Before performing trimming using Al1, it is possible to accurately predict the parts and bits to be trimmed without cutting any parts, for each circuit to avoid trimming and obtain the desired output, and then perform trimming after trimming. can be administered.

In addition, as can be seen from equations (1) to (8), the output voltage ΔTr of the stabilizing voltage generation circuit due to element variations in each circuit to obtain the desired output by trimming, manufacturing deviation, etc., and the output offset voltage Vro of the operational amplifier 7 and resistance 301~
Ratio R between resistance value R1 of resistor 307 and resistance value R2 of resistor 308
Even if there are variations in t/R1, etc., it is possible to accurately predict the location and bits to be trimmed.

〔Effect of the invention〕

As described above, by using the present invention, it is possible to accurately predict the parts and bits to be trimmed before trimming, and trimming can be performed afterward. It is possible to significantly reduce and minimize the occurrence of defects such as trimming failures due to errors in parts and bits that should be trimmed due to deviations from the originally designed value due to element variations and manufacturing deviations during manufacturing. can. Furthermore, the time spent on trimming can also be saved, making it very effective for applications such as integrated circuits.

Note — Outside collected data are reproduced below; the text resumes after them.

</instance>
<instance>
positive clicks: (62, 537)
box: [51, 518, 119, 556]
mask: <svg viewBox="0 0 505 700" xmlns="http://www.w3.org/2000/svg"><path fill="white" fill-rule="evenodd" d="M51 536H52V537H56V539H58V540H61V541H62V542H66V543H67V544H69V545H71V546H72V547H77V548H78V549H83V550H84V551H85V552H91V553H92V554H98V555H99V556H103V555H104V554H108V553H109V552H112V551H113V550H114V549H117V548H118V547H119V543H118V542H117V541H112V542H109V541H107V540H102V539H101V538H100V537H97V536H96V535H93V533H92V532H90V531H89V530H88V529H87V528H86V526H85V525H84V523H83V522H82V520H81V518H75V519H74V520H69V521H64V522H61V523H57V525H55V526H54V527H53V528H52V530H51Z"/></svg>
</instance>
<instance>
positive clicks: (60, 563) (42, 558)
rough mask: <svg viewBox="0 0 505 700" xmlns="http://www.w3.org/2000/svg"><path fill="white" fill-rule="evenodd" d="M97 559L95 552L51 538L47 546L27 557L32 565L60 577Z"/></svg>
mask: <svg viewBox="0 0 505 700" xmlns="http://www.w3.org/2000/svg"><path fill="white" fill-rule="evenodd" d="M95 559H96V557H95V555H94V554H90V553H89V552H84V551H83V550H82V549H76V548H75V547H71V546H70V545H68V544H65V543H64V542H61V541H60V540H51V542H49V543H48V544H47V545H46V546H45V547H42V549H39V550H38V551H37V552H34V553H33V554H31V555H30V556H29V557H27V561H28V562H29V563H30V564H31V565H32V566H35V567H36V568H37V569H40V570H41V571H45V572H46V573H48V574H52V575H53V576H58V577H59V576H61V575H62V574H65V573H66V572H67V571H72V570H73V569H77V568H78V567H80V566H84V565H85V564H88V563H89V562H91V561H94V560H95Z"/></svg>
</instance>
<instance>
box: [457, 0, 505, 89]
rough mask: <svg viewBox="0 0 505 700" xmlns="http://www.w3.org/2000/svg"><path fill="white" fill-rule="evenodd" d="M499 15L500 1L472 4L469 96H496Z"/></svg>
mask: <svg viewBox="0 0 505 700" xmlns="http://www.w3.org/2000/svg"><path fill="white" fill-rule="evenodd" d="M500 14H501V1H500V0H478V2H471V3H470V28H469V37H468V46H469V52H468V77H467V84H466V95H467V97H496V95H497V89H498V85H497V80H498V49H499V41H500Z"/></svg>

Furthermore, it is obvious that the above-mentioned integrated circuit can be applied not only to semiconductor integrated circuits but also to hybrid integrated circuits. Furthermore, it is obvious that the number of test terminals provided separately from the trimming terminals is not limited to one, but that a plurality of test terminals may be provided to enable even more types of measurements.

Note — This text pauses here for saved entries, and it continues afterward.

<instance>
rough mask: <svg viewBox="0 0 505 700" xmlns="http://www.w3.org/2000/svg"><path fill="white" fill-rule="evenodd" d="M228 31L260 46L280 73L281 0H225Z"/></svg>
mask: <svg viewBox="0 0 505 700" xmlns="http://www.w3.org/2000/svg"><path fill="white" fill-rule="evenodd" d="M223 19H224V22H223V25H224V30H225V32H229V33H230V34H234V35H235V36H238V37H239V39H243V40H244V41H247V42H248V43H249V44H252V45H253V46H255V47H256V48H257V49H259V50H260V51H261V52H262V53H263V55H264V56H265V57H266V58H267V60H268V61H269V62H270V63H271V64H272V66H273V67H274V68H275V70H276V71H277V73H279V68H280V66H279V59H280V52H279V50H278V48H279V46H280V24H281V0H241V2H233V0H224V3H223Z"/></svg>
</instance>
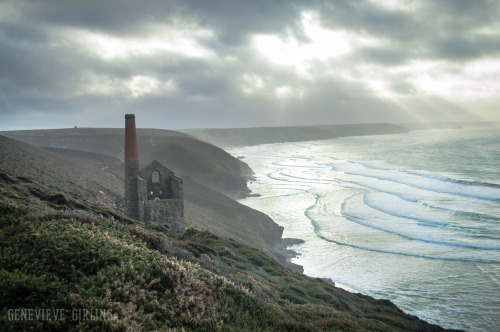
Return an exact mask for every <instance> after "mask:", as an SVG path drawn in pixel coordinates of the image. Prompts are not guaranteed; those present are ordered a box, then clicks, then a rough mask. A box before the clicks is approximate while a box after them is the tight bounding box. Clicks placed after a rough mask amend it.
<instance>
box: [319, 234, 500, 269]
mask: <svg viewBox="0 0 500 332" xmlns="http://www.w3.org/2000/svg"><path fill="white" fill-rule="evenodd" d="M317 236H318V237H319V238H320V239H322V240H324V241H326V242H330V243H334V244H337V245H339V246H346V247H351V248H354V249H360V250H365V251H371V252H377V253H382V254H390V255H400V256H407V257H417V258H423V259H432V260H443V261H460V262H466V263H486V264H500V261H498V260H491V259H485V258H468V257H452V256H430V255H422V254H414V253H408V252H402V251H394V250H384V249H378V248H370V247H365V246H360V245H356V244H349V243H344V242H340V241H336V240H333V239H330V238H327V237H325V236H323V235H321V234H317Z"/></svg>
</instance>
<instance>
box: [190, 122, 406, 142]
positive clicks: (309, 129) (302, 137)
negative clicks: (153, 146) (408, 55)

Further, although this embodiment has been explained by taking trimming of a reference voltage generation circuit as an example, it is obvious that the present method can be used for trimming other types of circuits that obtain a desired output by performing other trimming.

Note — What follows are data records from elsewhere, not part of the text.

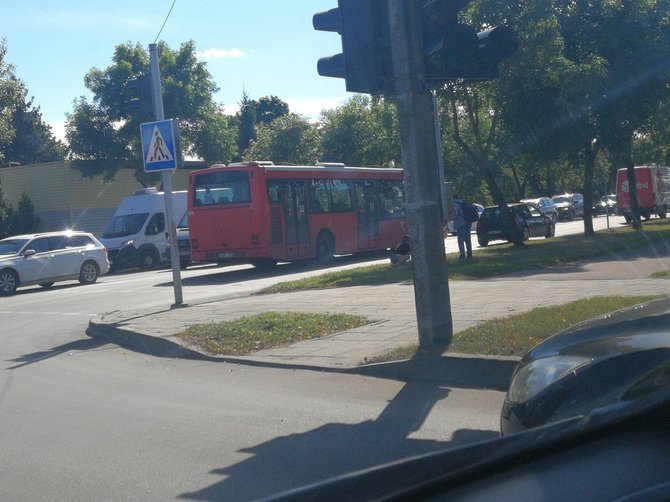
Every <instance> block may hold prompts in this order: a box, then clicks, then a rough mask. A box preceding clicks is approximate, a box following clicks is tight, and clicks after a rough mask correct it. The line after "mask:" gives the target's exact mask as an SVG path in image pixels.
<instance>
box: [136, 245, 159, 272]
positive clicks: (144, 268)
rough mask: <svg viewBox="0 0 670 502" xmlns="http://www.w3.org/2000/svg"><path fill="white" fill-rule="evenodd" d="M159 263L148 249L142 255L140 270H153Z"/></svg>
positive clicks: (152, 252)
mask: <svg viewBox="0 0 670 502" xmlns="http://www.w3.org/2000/svg"><path fill="white" fill-rule="evenodd" d="M157 261H158V260H156V255H155V254H154V252H153V251H150V250H148V249H147V250H145V251H142V254H140V268H141V269H142V270H153V269H154V268H155V267H156V262H157Z"/></svg>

[Brief explanation of the drawing]

FIG. 1 is an explanatory diagram of an embodiment of the present invention, and FIG. 2 is an explanatory diagram of a conventional example. In the figure, 1... stabilizing voltage generation circuit,
2.7...Operation amplifier, 301-308.10
01S1003.1101-1103.15 ・-・
-Resistor, 401-424...MOS transistor, 501-503...Inverting circuit, 6...
...Ground potential, 8...Output terminal, 9...
... Positive voltage terminal, 1201-1203... Cutting section, 1301-1303.14... Trimming terminal, 16... Negative voltage terminal, 1701.17
02...2 human-powered OR circuit, 18...
Selector, 19...Test terminal, 2001-2
020... It is a node.

Claims (1)

[Claims] Before performing trimming on the trimming terminal of the circuit to be trimmed, the potential of a test terminal provided separately from the trimming terminal is controlled, and the voltage of the circuit to be trimmed is adjusted for each potential of the test terminal. A trimming method characterized by measuring the output, selecting the area to be trimmed based on the measured value, and performing the trimming.